Blitz bricht aus by Farley Walter

Blitz bricht aus by Farley Walter

Autor:Farley, Walter [Farley, Walter]
Die sprache: deu
Format: epub
veröffentlicht: 0101-01-01T00:00:00+00:00


ZWÖLFTES KAPITEL

Der einsame Reiter

Dieses Pferd hatte ihm einmal gehört, soviel wußte er jetzt. Kein ungezähmter Wildhengst würde zu ihm gekommen und vor ihm stehengeblieben sein, das Maul in seine Hand geschoben, gewiehert und ihm zugehört haben. Diese Tatsache war unbestreitbar; die Frage war nur: »Wann hat er mir gehört? Wo? Und wie lange ist es her?«

Er kannte den großen Hengst, seine Augen hatten den keilförmigen Kopf mit den feinen kleinen Ohren früher schon gesehen. Er kannte die dünnwandigen Nüstern und den wundervollen Blick, der auf ihm ruhte, desgleichen den schlanken Hals, das hochgewölbte Genick, den muskulösen Widerrist, die enorme Kraft des Rückens, der Brust, der Schultern, der Beine. Auf alledem hatten seine Augen früher oft geruht, genau wie seine Hände die zärtliche Berührung wiedererkannten. Nur sein Hirn versagte. Die Schatten der die Schlucht von allen Seiten umgebenden Felswände hatten sich schon längst zusammengeschlossen. Der Canyon lag im Dunkeln. Trotzdem verharrte McGregor in seiner Stellung neben dem Hengst, die Hände auf dem rauhen, ungestriegelten Fell, als ob er Angst hätte, ihn wieder zu verlieren, wenn er ihn losließ. Er hatte das dringliche Verlangen, ihn zu bürsten und zu säubern und Glanz in das lackschwarze Fell zu bringen. Denn früher einmal hatte er es gepflegt und war stolz gewesen auf sein seidiges Schimmern—das wußte er genau.

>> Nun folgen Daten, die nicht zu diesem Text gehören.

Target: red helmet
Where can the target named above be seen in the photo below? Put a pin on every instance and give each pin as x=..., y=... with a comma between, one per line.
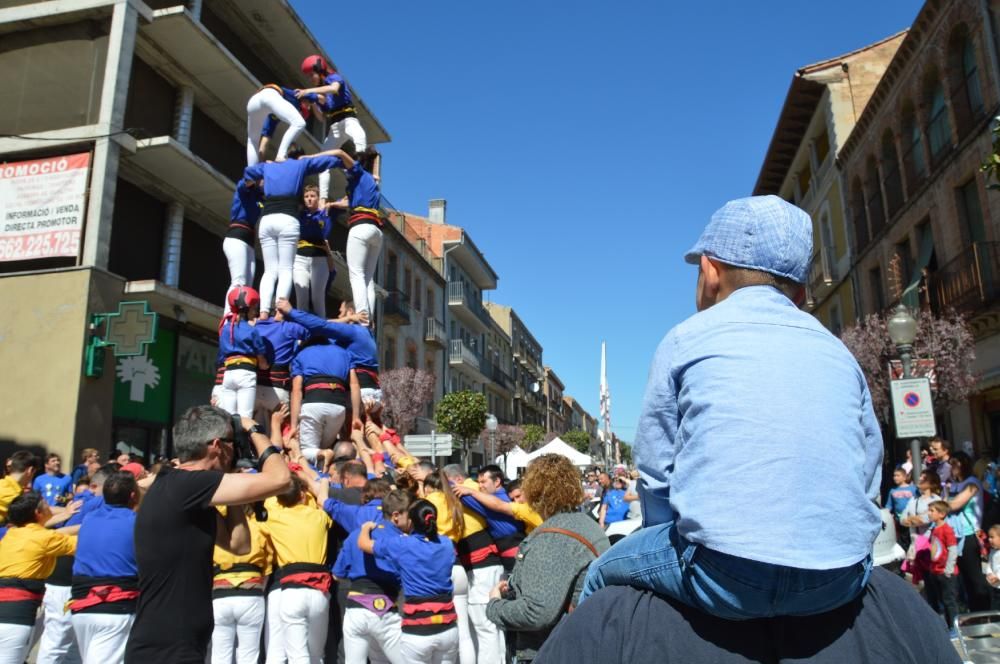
x=315, y=64
x=242, y=297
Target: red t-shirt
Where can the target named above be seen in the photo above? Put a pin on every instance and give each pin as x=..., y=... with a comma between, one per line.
x=942, y=536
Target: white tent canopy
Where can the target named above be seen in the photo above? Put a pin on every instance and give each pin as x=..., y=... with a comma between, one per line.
x=558, y=446
x=514, y=459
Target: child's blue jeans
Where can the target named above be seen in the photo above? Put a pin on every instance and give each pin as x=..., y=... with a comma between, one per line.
x=659, y=559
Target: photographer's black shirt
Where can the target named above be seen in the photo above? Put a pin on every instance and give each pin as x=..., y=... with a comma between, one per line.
x=174, y=535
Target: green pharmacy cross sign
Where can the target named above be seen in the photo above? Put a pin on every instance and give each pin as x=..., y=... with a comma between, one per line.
x=127, y=331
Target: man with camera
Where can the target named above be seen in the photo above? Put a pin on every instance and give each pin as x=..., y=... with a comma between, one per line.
x=177, y=526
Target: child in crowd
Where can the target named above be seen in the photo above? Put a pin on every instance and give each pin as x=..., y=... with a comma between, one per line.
x=748, y=362
x=241, y=352
x=944, y=562
x=424, y=560
x=28, y=556
x=993, y=575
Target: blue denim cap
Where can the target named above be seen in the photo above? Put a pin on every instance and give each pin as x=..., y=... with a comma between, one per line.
x=758, y=233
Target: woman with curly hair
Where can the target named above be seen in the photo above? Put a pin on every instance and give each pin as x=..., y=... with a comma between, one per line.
x=552, y=561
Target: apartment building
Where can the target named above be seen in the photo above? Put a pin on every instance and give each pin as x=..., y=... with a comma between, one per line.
x=920, y=212
x=411, y=332
x=819, y=113
x=526, y=373
x=147, y=101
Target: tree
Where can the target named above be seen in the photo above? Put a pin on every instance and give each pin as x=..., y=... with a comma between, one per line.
x=405, y=394
x=578, y=439
x=462, y=414
x=508, y=436
x=947, y=340
x=533, y=435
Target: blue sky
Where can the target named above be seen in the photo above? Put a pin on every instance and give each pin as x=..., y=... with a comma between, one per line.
x=584, y=145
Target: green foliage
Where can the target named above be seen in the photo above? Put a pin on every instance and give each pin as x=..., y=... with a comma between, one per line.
x=533, y=435
x=578, y=439
x=462, y=414
x=991, y=167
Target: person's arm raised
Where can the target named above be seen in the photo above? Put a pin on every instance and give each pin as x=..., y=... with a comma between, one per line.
x=271, y=479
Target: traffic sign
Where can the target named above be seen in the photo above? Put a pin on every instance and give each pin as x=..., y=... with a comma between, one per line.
x=913, y=408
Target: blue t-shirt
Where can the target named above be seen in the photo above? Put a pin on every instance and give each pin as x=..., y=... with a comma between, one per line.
x=243, y=340
x=353, y=563
x=246, y=204
x=321, y=359
x=362, y=189
x=281, y=338
x=350, y=517
x=285, y=179
x=106, y=544
x=357, y=339
x=53, y=487
x=617, y=507
x=424, y=564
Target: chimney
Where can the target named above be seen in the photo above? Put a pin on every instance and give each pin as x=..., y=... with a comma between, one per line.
x=436, y=209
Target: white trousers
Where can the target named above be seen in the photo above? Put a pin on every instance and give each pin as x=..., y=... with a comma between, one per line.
x=274, y=637
x=14, y=643
x=241, y=261
x=239, y=391
x=466, y=646
x=431, y=649
x=102, y=636
x=279, y=238
x=489, y=638
x=340, y=131
x=270, y=102
x=238, y=622
x=305, y=615
x=58, y=643
x=368, y=637
x=364, y=243
x=310, y=274
x=269, y=399
x=319, y=424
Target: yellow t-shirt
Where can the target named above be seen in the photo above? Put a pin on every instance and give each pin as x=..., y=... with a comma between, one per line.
x=446, y=524
x=259, y=555
x=30, y=552
x=9, y=490
x=527, y=515
x=297, y=534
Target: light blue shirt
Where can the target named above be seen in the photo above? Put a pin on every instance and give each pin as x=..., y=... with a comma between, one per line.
x=756, y=392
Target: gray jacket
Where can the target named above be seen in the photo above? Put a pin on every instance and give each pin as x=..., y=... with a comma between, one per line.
x=547, y=576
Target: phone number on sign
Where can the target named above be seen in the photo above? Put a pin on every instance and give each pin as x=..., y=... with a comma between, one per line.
x=40, y=245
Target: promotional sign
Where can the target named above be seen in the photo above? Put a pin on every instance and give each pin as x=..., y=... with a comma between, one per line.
x=42, y=204
x=912, y=408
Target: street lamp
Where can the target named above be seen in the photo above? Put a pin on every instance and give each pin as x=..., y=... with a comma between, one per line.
x=491, y=426
x=903, y=330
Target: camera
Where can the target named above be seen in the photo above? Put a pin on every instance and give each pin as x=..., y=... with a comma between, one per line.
x=245, y=453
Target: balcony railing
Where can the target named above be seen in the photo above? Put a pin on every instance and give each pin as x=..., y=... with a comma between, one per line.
x=434, y=332
x=396, y=308
x=970, y=282
x=459, y=353
x=459, y=295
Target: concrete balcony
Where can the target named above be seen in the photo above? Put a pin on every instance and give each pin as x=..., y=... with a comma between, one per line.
x=466, y=308
x=460, y=355
x=396, y=308
x=434, y=334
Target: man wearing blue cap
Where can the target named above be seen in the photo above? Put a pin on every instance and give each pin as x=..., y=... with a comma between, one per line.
x=754, y=390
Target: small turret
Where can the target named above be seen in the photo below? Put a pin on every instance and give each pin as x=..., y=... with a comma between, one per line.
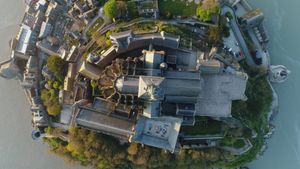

Die Luft wurde jetzt kühl. Ein Wind erhob sich und ließ die schwere Mähne und die Stirnlocke des Hengstes flattern. Kurzes Wiehern ertönte vom andern Ende der Schlucht; der Hengst wendete den Kopf und sah zu seinen Stuten; aber er ging nicht von dem Jungen fort.

Jetzt schallte ein leises Wiehern und Hufstampfen vom Anfang der Schlucht herüber und erinnerte McGregor an sein Pferd, das er dort drüben angebunden hatte.

Der Hengst wendete sich sofort in die Richtung, aus der das Wiehern gekommen war. Er warf den Kopf auf, und seine Augen blitzten. Er wollte gerade davonsprengen, als der Junge mit Worten, die er selbst nicht verstand, beruhigend auf ihn einsprach. Der Hengst stieß seinen trompetenähnlichen Kampfruf aus, aber—er blieb. Obwohl sein Körper vor Kampfbereitschaft bebte, stand er einige Minuten still bei dem Jungen, der fortfuhr, liebevoll auf ihn einzureden; da er keine Antwort auf seine Herausforderung erhielt, beruhigte er sich wieder. Er sah zu den Stuten hinüber, und einige Minuten später lief er zu ihnen.

McGregor stand allein in der Dunkelheit und überlegte, was er tun sollte. In seinen Satteltaschen war Futter für sein Pferd und auch Brot und Fleisch für ihn selbst. Bis morgen früh konnte er sich damit behelfen.

Morgen? Was stand ihm morgen bevor? Er mußte zur Ranch zurückkehren und Allen berichten—daß er keine Spur von dem Hengst und seinen Stuten gefunden hatte... Er selbst würde es irgendwie ermöglichen, hierher zurückzukehren, denn hier würde er seine Vergangenheit wiederfinden; der schwarze Hengst würde ihm dabei helfen. Aber er brauchte Zeit.

Er ging zu seinem Pferd, fütterte es und gab ihm Wasser. Dann machte er sich ein Feuer, aß, was er bei sich hatte, und legte sich hin, um zu warten, daß die Stunden verstrichen. Vielleicht würde die Tür zu seinem Gedächtnis schon morgen früh aufgehen, wenn er den Hengst im Tageslicht sah.